Three stories in the key of: With Sons Like These
Last week, The New York Times reported that Trump had ordered his staff to grant a security clearance to his son-in-law, Jared Kushner, despite objections from senior advisers.
The US president has the legal authority to grant security clearances to anyone he chooses, but the episode has raised fresh questions about whether the president's decision to empower Kushner on a host of sensitive briefs – in particular, relations with Saudi Arabia and broader Middle East peace efforts – threatens US national security.
But Trump isn't the only world leader whose kids (or kids-in-law) are creating headaches.

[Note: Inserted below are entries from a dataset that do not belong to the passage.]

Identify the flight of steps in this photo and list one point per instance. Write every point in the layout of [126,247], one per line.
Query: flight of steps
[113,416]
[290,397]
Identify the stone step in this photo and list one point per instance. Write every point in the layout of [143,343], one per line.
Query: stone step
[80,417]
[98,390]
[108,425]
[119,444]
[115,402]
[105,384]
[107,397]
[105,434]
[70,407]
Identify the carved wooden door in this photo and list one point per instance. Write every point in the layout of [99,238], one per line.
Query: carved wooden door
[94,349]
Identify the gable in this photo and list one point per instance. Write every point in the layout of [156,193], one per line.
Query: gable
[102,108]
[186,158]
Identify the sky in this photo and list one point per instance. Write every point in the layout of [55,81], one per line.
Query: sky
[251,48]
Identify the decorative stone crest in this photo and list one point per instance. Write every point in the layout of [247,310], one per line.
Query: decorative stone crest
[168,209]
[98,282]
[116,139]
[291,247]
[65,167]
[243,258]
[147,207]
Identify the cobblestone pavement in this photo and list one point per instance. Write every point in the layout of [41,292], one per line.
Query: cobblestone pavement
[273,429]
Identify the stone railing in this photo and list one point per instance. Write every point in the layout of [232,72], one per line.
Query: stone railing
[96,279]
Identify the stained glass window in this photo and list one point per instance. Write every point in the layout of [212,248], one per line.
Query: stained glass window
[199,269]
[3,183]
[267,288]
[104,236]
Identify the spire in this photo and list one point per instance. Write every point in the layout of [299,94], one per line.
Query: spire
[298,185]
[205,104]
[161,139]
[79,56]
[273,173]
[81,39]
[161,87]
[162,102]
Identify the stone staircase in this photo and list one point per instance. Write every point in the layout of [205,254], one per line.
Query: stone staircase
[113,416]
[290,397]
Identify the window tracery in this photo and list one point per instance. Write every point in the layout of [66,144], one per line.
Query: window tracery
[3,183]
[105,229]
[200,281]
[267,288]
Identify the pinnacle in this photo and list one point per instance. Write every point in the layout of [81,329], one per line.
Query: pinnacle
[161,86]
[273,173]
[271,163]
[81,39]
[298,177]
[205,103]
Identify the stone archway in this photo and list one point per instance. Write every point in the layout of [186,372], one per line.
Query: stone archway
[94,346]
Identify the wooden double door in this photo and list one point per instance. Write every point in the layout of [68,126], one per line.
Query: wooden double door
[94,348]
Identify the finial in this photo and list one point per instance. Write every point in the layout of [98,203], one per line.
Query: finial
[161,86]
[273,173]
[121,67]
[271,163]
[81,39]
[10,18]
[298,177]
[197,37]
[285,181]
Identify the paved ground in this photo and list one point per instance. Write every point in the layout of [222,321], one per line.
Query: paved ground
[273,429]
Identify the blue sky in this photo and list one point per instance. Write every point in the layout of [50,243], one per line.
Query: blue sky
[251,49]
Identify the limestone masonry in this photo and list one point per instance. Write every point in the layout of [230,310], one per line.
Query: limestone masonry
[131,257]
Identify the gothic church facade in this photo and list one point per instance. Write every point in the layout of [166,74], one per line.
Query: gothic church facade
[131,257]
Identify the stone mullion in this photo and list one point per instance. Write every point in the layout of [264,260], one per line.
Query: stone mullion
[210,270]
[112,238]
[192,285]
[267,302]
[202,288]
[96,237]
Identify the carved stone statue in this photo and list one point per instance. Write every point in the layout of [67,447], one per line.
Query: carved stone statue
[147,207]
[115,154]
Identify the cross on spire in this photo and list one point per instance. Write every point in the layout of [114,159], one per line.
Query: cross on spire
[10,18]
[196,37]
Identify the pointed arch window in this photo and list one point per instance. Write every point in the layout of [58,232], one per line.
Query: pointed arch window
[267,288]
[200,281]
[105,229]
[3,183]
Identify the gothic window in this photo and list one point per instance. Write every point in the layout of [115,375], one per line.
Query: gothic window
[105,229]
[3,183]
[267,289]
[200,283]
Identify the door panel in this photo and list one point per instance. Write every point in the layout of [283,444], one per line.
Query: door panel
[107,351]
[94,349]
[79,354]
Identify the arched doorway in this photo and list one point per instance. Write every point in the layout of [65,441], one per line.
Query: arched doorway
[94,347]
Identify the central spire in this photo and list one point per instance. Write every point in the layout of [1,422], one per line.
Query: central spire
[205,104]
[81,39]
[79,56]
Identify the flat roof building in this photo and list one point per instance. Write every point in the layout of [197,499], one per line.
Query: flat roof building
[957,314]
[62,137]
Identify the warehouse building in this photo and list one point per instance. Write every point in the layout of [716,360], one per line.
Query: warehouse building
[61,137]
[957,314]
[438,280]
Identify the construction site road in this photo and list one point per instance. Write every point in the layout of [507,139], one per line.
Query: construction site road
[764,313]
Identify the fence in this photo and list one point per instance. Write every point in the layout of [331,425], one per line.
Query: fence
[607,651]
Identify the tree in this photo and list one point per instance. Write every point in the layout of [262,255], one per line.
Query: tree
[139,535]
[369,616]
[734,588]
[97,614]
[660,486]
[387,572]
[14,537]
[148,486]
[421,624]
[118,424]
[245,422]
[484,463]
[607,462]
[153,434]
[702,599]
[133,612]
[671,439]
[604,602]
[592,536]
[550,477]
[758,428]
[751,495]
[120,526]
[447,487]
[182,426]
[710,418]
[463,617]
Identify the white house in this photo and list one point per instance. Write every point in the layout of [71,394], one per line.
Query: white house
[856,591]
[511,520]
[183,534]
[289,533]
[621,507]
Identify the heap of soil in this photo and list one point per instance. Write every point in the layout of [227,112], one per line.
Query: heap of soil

Here are three more examples:
In Turkey, strongman President Recep Tayyip Erdogan last year appointed his 40-year-old son-in-law Berat Albeyrak to oversee the treasury and finance ministry of the Middle East's largest economy. Like Kushner, Albeyrak has a background in business but is a policy newbie. Observers worry that he isn't prepared to push back against his father-in-law's demands to keep cheap credit and lots of cash flowing into the economy ahead of local elections later this month. That policy has stoked inflation and hobbled the currency as international investors lose confidence in Turkey.
In Brazil, right-wing firebrand Jair Bolsonaro won the presidency in part because he promised to clean up corruption. But barely two months into his term, Bolsonaro's eldest son Flávio is under federal investigation for money-laundering. It seems that young Flávio, a senator from the state of Rio de Janeiro, has transferred suspiciously large sums of money to his personal driver and made questionable purchases of luxury apartments.
In Equatorial Guinea, Teodoro Obiang Nguema, son of the oil-rich country's president, lives a life of excess, which you can follow – along with 115 thousand other people – on his Instagram account. But "Teodorin," as he's known, has also repeatedly been forced to surrender property to foreign corruption investigators.
Several years back, he reached a $30 million settlement with the US Justice Department over misappropriation of public funds that forced him to give up a mansion and a Ferrari. (He did manage to avoid handing over a prized crystal glove worn by Michael Jackson.) Last year, Brazil seized $16 million in cash and watches from his entourage. Just a few weeks ago, Swiss authorities closed a 2016 money laundering probe with a settlement that requires Teodorin to sell two dozen of exotic cars to fund social programs in his home country.
Political leaders often see family members as among the few they can trust. But whether the problem is inexperience, incompetence, or greed, sons sometimes burden their fathers with bad news.